O horário de funcionamento das escolas muitas vezes não é compatível com a rotina dos pais. "Com a entrada da mulher no mercado de trabalho, os pais têm de constituir outra forma de organização familiar", afirma Ida Kublikowski, professora de psicologia clínica da Pontifícia Universidade Católica de São Paulo (PUC-SP). Segundo ela, cada família deve achar as soluções que melhor se encaixem na rotina. "Normalmente é a mãe que resolve isso."
Sheila Mostaço, por exemplo, largou a carreira de organizadora de eventos, em que às vezes trabalhava até de madrugada, e voltou para a faculdade. Formou-se em Pedagogia e, hoje, quando sua filha Yasmin sai da escola às 17h30, as duas voltam juntas para casa.
Já a dentista Patricia Gemignani, de 29 anos, recorre aos pais. Ela não consegue sair do consultório antes das 20 horas e a escola onde estuda a filha Isabelle, de 4 anos, fecha às 17 horas. "A essa altura da vida, meus pais poderiam viajar e passear, mas acabam abrindo mão disso por minha causa."

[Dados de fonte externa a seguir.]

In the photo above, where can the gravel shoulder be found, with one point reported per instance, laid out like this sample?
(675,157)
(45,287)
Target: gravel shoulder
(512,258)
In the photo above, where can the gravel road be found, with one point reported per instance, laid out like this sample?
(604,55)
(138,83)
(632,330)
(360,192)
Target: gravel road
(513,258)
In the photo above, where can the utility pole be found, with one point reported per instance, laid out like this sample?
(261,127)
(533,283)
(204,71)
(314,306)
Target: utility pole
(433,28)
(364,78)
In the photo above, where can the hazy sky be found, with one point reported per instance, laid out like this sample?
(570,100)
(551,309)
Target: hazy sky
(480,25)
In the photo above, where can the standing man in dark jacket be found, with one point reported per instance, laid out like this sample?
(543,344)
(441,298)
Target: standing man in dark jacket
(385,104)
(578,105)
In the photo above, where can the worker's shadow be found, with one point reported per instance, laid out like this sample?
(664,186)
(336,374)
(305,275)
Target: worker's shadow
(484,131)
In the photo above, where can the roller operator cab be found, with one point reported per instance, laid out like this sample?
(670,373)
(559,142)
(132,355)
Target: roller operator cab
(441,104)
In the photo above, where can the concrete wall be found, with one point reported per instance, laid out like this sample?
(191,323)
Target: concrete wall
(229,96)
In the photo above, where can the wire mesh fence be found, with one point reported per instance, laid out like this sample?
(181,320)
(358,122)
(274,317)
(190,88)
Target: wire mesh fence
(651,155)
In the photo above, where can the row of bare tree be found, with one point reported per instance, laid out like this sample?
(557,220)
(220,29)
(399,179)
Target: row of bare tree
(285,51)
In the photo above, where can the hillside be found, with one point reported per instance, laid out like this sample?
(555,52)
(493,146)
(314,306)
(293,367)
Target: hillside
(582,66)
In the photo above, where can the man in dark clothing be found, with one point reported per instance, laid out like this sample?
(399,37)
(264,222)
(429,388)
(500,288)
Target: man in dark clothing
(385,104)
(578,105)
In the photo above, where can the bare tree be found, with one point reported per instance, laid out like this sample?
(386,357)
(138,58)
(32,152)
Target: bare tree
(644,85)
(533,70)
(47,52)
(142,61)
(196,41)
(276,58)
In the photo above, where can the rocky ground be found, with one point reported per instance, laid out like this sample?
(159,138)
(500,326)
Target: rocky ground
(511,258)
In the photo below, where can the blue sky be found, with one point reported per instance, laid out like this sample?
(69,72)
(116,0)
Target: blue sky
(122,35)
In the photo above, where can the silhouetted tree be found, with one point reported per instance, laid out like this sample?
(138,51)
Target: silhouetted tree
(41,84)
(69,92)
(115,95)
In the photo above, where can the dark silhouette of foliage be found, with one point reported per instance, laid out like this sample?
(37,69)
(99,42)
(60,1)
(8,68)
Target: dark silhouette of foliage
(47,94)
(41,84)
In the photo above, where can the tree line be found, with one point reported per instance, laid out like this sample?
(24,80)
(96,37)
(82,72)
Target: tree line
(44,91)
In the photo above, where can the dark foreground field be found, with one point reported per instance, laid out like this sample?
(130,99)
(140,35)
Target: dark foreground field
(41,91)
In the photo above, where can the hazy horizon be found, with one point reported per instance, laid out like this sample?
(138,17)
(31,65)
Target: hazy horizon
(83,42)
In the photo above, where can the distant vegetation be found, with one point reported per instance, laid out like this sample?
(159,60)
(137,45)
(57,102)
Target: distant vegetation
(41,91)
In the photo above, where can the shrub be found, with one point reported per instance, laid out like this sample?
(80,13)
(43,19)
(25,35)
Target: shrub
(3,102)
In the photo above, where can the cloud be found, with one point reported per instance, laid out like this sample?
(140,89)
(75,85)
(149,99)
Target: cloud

Na escola que Elizandra Ariza deixa Arthur, de 1 ano e 2 meses, quem chega atrasado para buscar o filho desembolsa R$ 1 por minuto, para pagar a hora extra das berçaristas. Até agora, ela conseguiu se organizar para chegar até as 18h30. Mas foi preciso uma adaptação. Antes de ser mãe, sair do trabalho às 21 horas era rotina. Hoje, ela entra uma hora antes e também trabalha de casa.
CUSTOS
Diretores de escolas afirmam que os custos de manter a estrutura funcionando até a noite são altos. "Teria de aumentar em 20% meu corpo pedagógico e arcar com alimentação, para atender com qualidade", afirma Wagner Sanchez, diretor do Colégio Módulo, onde as aulas acabam às 17h40. Algumas escolas, porém, oferecem períodos maiores de permanência. A Villacor, na zona sul, trabalha com o integral estendido, de 13 horas. A maioria dos bebês sai por volta das 20 horas, segundo a diretora pedagógica Rosângela Castilho.